Hitonari Tsuji, chanteur, cinéaste et écrivain, s’est fait remarquer en France par ses romans : Prix Femina en 1999 pour Le Buddha blanc, critique unanime en 2004 pour En attendant le soleil, belle réflexion autour de l’identité, du rapport à l’histoire. Phébus propose aujourd’hui un recueil de nouvelles. Sans repères de lieux auxquels se raccrocher, très intemporelles, elles induisent immédiatement une atmosphère singulière. Etrangement, cette atmosphère, a priori très ouverte, fige la trame des récits, immobilise le recueil dans une réflexion paresseuse, sans élan. Privés d’une part d’identité, figés, neutres, froids, les textes, impénétrables, laissent indifférent. Si l’objectif de Tsuji était de pousser à la méditation, à la contemplation, il est partiellement atteint ; il poursuit par ailleurs son travail sur la mémoire, plus ou moins prégnant selon les textes, avec les temps d’une vie qui se croisent, se mêlent. Mais l’impression finale reste celle d’un indéfinissable fondu, sans relief, dont ressortent peu de choses ressortent.

S’il fallait trouver une unité entre les textes, elle résiderait dans ces liens entre passé et présent : qu’est-on devenu, pourquoi, les choses auraient-elles pu être différentes ? Six textes, pour un curieux aperçu de notre monde. Les récits se succèdent, souvent mystérieux, obscurs, d’autant plus perturbants (parfois presque incongrus) que l’écriture est très fluide. Un guichetier dans une poste voit jour après jour la même femme s’asseoir pour ne plus le lâcher des yeux, au point d’entrer dans un jeu de rôle embarrassant, sinon déplaisant, anxiogène. Un homme, médecin en zone de guerre, s’égare dans une forêt sans nom ; perdu, isolé, il est recueilli par une tribu dans laquelle le temps n’existe pas, ne s’écoule plus : il apprend à vivre là, simplement, différemment. Avec toujours la même question qui revient le hanter : peut-il vraiment oublier sa vie d’avant ? Dans un pays qu’on ne connaît pas, mystérieusement, les paroles des chansons, leurs airs, s’évanouissent, laissant errer dans les rues des silhouettes qui, sans musique, dépérissent lentement. On accuse les voleurs de chanson. A moins qu’il ne s’agisse de tout à fait autre chose ? Peut-être chacun est-il seul responsable des airs qu’il garde pour lui-même, responsable de leur perte, comme de leur retour… Dans une banlieue proprette, un enfant succombe à une fascination morbide pour un SDF masqué derrière un sac de toile, qui a abandonné derrière lui son identité pour vivre sans visage et se trouve accusé par l’ensemble de la communauté des meurtres de chiens qui se succèdent autour de lui.

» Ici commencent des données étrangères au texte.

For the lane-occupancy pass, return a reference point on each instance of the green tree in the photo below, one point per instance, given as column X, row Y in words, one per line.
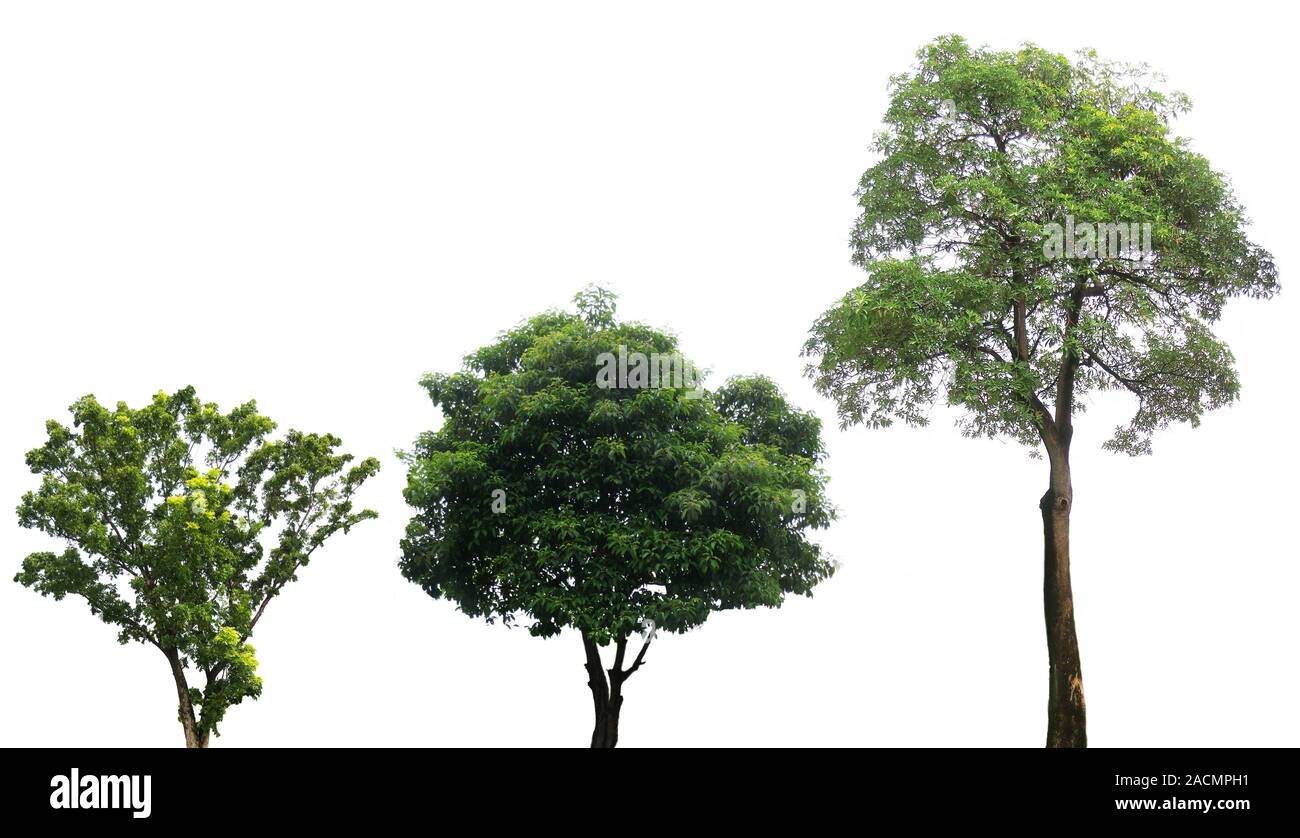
column 172, row 554
column 1034, row 231
column 560, row 494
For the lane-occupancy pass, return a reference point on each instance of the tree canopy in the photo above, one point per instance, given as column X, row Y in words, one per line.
column 165, row 511
column 553, row 499
column 975, row 295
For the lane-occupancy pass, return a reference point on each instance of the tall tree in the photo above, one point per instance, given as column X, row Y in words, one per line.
column 172, row 554
column 1034, row 231
column 581, row 480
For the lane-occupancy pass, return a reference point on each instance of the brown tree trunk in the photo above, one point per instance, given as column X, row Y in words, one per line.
column 193, row 737
column 607, row 693
column 1066, row 708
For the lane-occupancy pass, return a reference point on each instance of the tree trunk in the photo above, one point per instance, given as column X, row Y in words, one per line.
column 193, row 737
column 606, row 697
column 1066, row 708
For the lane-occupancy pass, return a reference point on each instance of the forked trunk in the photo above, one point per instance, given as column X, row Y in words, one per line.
column 194, row 738
column 606, row 693
column 1066, row 708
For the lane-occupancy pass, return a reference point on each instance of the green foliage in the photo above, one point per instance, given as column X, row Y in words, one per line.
column 622, row 506
column 165, row 511
column 983, row 151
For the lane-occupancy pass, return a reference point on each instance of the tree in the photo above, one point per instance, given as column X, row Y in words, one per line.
column 583, row 478
column 1034, row 231
column 172, row 555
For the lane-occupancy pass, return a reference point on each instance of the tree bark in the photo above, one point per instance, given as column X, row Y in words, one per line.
column 193, row 737
column 1066, row 708
column 606, row 698
column 607, row 691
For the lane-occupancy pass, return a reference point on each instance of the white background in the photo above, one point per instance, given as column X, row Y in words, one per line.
column 313, row 203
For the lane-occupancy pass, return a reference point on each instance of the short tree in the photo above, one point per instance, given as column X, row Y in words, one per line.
column 581, row 478
column 1032, row 233
column 172, row 554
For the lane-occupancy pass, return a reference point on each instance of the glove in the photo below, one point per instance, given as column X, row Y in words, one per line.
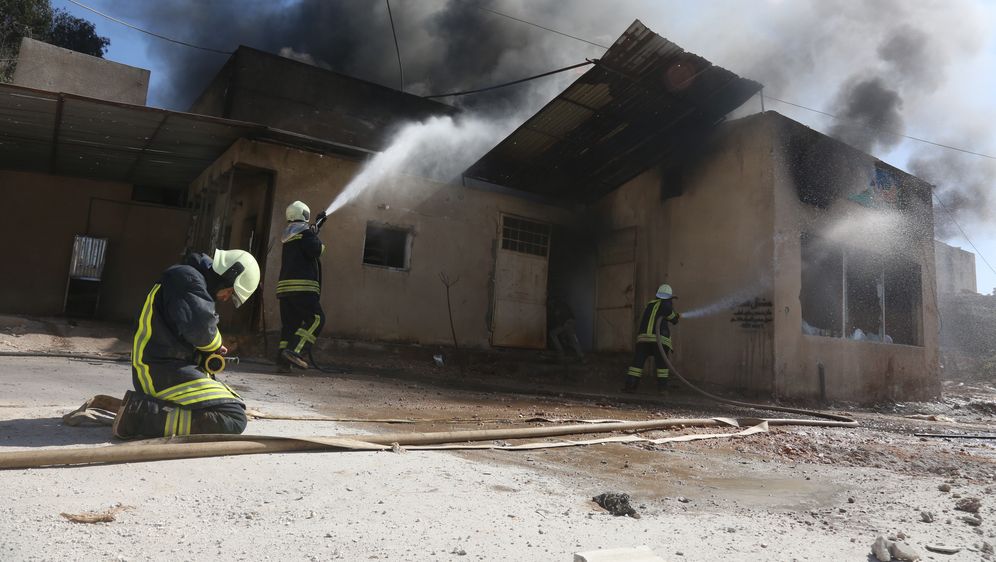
column 320, row 220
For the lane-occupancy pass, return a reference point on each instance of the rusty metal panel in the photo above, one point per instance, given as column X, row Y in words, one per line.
column 615, row 290
column 521, row 266
column 87, row 261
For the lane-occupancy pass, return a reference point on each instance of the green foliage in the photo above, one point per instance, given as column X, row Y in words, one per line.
column 36, row 19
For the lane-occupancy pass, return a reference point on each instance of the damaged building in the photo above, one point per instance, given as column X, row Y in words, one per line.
column 805, row 268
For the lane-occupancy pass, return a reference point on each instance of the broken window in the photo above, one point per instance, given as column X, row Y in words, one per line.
column 525, row 236
column 387, row 246
column 859, row 294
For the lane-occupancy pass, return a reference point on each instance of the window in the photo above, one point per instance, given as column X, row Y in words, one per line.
column 387, row 246
column 859, row 294
column 525, row 236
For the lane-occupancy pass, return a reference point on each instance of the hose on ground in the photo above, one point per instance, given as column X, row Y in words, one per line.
column 837, row 420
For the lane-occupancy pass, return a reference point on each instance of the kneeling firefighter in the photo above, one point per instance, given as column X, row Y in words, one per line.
column 300, row 287
column 646, row 341
column 175, row 394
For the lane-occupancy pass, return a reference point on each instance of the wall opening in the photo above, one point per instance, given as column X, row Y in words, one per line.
column 859, row 294
column 387, row 246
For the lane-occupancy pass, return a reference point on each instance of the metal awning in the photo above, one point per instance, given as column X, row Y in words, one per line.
column 639, row 102
column 72, row 135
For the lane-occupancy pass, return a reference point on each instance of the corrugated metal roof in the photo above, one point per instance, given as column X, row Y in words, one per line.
column 73, row 135
column 643, row 98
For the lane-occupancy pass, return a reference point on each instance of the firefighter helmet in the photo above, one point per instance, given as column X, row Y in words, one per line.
column 664, row 291
column 298, row 211
column 239, row 270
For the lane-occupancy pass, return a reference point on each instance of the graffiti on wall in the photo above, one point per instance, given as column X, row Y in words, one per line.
column 753, row 314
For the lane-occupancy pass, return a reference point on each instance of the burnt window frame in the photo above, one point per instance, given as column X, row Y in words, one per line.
column 408, row 242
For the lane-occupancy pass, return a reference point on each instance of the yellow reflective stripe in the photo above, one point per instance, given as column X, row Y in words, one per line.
column 142, row 336
column 309, row 335
column 653, row 316
column 215, row 343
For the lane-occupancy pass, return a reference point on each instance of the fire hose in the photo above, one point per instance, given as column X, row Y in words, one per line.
column 199, row 446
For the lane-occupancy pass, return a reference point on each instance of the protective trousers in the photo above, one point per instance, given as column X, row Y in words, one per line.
column 301, row 320
column 151, row 417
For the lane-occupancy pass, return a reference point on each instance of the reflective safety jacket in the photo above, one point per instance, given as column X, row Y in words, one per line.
column 657, row 308
column 178, row 320
column 300, row 269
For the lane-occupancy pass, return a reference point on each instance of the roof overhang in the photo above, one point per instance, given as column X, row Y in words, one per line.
column 633, row 109
column 72, row 135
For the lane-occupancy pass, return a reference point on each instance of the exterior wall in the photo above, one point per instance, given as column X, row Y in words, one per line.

Rien n’est prévisible dans ces tableaux mouvants, tout est tiraillé à la fois par l’absurde et par une grande solennité. A travers les thèmes abordés, Tsuji raconte la perte du sentiment, l’ambivalence, les instants qui précédent un point de rupture. Le questionnement par rapport au réel est omniprésent, la difficulté à être indéniable. Et pourtant, l’impression qui reste est mitigée, avec ce goût prononcé d’inachevé. Bien sûr, une grande poésie nimbe les textes, la distance est voulue, l’écriture volontairement épurée. Mais il n’y a ni la présence qu’on trouvait dans En attendant le soleil, ni les perspectives qu’ouvraient le roman, ni l’ouverture à l’imaginaire qui permettrait de sortir du texte. On peine à accompagner sur leur chemin des personnages toujours en quête de vérité. On déplore cet univers, au fort parfum d’inabouti.